There are a lot of people explaining GitFlow in different blog posts and videos. I could not find one that, using the correct arguments, explained what it is good for. These are my personal opinions and you don't have to agree =)

GitFlow is really the simplest thing. Let's divide the people working with a project into 2 different roles, developers and configuration manager(s), and look at what they do.

GitFlow as a developer

As a developer you have 2 kinds of branches.

  • develop Integration branch. Refers to the next release.
  • feature/X Feature branch where feature X is developed.

You may have feature branches that branch out of other feature branches. In order to, easily, collaborate with other developers on a larger feature. You may call that large feature branch, integration branch.

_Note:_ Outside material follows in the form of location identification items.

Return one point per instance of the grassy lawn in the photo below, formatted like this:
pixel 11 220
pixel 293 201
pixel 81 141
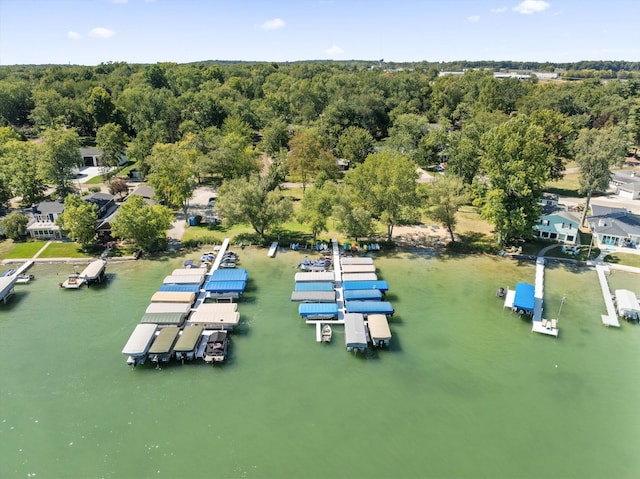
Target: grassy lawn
pixel 65 250
pixel 23 250
pixel 624 258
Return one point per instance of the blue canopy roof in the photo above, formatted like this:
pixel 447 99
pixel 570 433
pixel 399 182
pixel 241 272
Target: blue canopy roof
pixel 225 286
pixel 378 284
pixel 230 275
pixel 363 294
pixel 314 286
pixel 318 309
pixel 370 307
pixel 524 298
pixel 181 288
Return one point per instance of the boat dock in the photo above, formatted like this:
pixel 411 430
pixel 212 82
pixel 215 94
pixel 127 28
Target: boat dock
pixel 540 325
pixel 611 318
pixel 202 294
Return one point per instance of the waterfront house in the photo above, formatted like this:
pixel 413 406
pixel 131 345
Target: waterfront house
pixel 42 220
pixel 614 226
pixel 559 225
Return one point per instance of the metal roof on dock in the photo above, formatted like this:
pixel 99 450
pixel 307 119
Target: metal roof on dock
pixel 314 286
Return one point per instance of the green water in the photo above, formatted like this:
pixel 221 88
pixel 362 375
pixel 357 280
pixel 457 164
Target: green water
pixel 466 390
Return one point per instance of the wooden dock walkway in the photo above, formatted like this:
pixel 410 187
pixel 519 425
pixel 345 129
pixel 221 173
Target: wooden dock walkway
pixel 611 318
pixel 216 264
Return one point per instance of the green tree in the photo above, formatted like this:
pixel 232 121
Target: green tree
pixel 445 196
pixel 142 224
pixel 355 144
pixel 79 220
pixel 517 161
pixel 317 205
pixel 385 184
pixel 247 200
pixel 24 168
pixel 14 225
pixel 61 157
pixel 171 172
pixel 275 136
pixel 113 142
pixel 308 156
pixel 596 152
pixel 354 220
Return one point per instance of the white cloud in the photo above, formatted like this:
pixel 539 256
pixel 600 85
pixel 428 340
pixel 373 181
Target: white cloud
pixel 273 24
pixel 101 32
pixel 334 50
pixel 527 7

  • You should always merge code to develop as fast as you can. To spread commits quick and avoid merge conflicts.
  • You should regularly rebase, or merge, develop into you feature branch. To base you code on the latest features and refactorings and avoid merge conflicts.

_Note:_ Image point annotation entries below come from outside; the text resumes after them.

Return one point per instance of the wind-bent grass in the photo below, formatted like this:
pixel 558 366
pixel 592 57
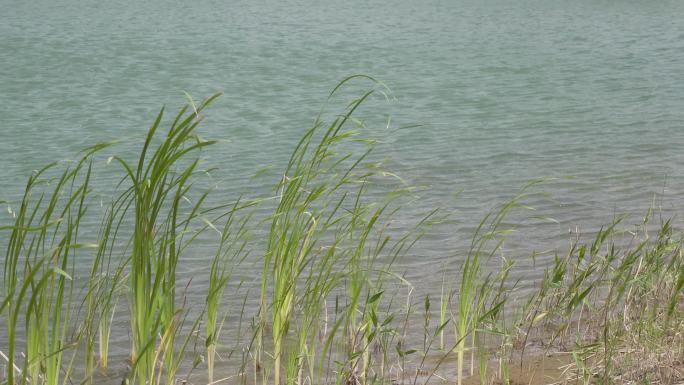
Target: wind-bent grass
pixel 329 309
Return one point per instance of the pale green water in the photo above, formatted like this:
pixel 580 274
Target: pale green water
pixel 506 91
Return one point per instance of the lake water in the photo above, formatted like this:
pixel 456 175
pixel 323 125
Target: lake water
pixel 590 92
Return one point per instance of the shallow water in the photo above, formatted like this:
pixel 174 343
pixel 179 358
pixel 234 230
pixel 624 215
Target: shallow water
pixel 590 92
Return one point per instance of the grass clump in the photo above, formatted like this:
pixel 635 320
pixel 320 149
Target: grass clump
pixel 330 306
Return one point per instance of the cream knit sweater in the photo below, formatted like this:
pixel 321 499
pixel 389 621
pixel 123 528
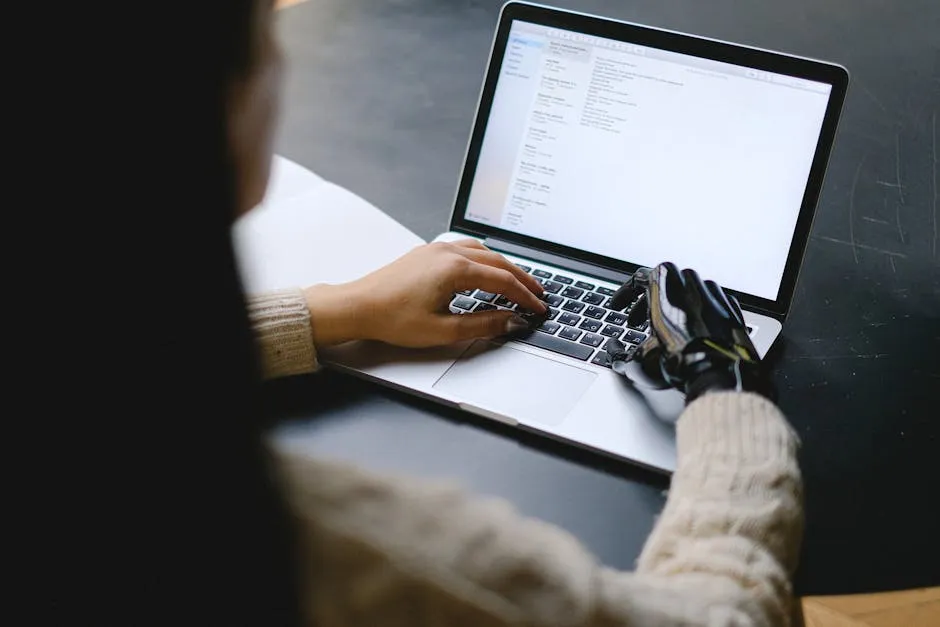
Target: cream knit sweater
pixel 385 551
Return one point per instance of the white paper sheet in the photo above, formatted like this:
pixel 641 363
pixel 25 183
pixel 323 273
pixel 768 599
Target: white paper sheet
pixel 309 231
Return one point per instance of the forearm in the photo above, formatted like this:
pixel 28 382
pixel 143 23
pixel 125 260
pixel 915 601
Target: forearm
pixel 734 514
pixel 401 552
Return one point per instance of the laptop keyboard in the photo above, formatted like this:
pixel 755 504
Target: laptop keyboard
pixel 580 321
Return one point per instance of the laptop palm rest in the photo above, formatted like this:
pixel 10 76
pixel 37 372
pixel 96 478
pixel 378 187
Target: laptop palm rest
pixel 514 384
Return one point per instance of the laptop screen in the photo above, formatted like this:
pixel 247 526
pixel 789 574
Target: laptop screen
pixel 647 155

To work on the next release. You branch out of develop, work with the feature, merge back to develop.

*    (develop)  Merge branch 'feature/work-with-correcting-a' into develop 
|\  
| *  (feature/work-with-correcting-a) Correcting a
|/  
*     Merge branch 'feature/work-with-a' into develop 
|\  
| *  (feature/work-with-a)  a 
|/  
* 

To work on the next-next release, or even further into the future, simply don't merge it back to develop before next-next is next. And keep in mind, it may be a good idea to merge it into develop earlier, to avoid merge conflicts, if you can do feature toggling.

As a developer, this is all there is to it! This is how developers most often prefer to work. Just look at any open source repository. Most often you fork the main repository and the master in your fork is your feature branch. But still, this is as simple as it can get and this is how developers do it!

GitFlow as a configuration manager

As a configuration manager you have 2 kinds of branches.

  • master This is the what's in production.
  • release-X This is what's included in release X.

As soon as it's code freeze it's time to create the first release candidate. That is done by branching out of develop into release-X. The version of develop is now set to 1.1, in Java that would mean changing the version to 1.1-SNAPSHOT while in the release branch its still 1.0-SNAPSHOT. The semantics of the versions is a side track, but I can recommend this blog post.

| *  (release-1, tag: 1.0-RC-1) Releasing RC 1
| *  Setting version to 1.0-RC1
* | (develop) Setting version to 1.1-SNAPSHOT
|/

The whole point of the release-X branch is to provide a code freeze for the release. The developers can continue their work exactly as described above. Most Git services allows you to define permissions per branch and only configuration managers should have permission to release-X.

The release candidate, RC1, is deployed and tested and if it's all good then it's released. But there is probably something that needs to be fixed. It can be done in different ways.

  • With cherry-picking from develop.
    This is the prettiest but it may also not be possible. Merge conflicts may hinder this. There is also a risk that the develop-branch is too far ahead making it hard to know if the fix will work once it's in the release-branch. But I feel that it gives the configuration manager the most control of the release process.

  • With merging a feature-branch that branches out of the release-branch.
    This often my preferred choice in large teams. It gives the configuration manager control of what's included in the release. It avoids risk of merge conflicts. The tests done on that feature-branch can be trusted. It can be done with pull requests.

  • With direct commits to the release-branch.
    This may fit a technical team where the configuration manager is also a developer. It provides a release process for the current release and enables the developer to work on the next release in develop. It lacks support for code review but you may not need that in a small project.

Here is what it may look like if cherry-picking is used.

| *  Setting version to 1.0-SNAPSHOT
| *  (release-1, tag: 1.0-RC-2) Releasing RC 2
| *  Setting version to 1.0-RC2
| *  Correcting a
| *  Setting version to 1.0-SNAPSHOT
| *  (tag: 1.0-RC-1) Releasing RC 1
| *  Setting version to 1.0-RC1
* | (develop) Setting version to 1.1-SNAPSHOT
|/

Now if RC2 is good and should be released then that exact artifact is deployed in production.

  • Released commit, release-tag, in release-1 is merged into master.
    • To keep track of what is in production.
  • master is merged into develop, this is important:
    • To make sure any changes made in production are also in the next release.
    • To allow a fast-forward of master next time you merge release-tag to master.

Conclusions

I've shown the two roles in GitFlow and I hope I made it obvious that its actually a very simple workflow! It will not fit all projects.

You will probably not gain from using GitFLow in a library. That is just used by other software. Where a release is just a process of packaging an artifact an making it available for other software to use. You can probably just release a new version if something needs to be fixed later, and the users of the software can just keep using an older version until things are worked out.

You will probably gain from using GitFlow if you have a code freeze. It enables a code freeze without preventing developers from working on the next release.

If you just fire releases from master, without any branching, you can easily automate that process. If you need to make a release-branch and eventually merge it back into master, and develop, you will need a more complex flow. Which is a price you may not want to pay unless you are gaining something else from the flow!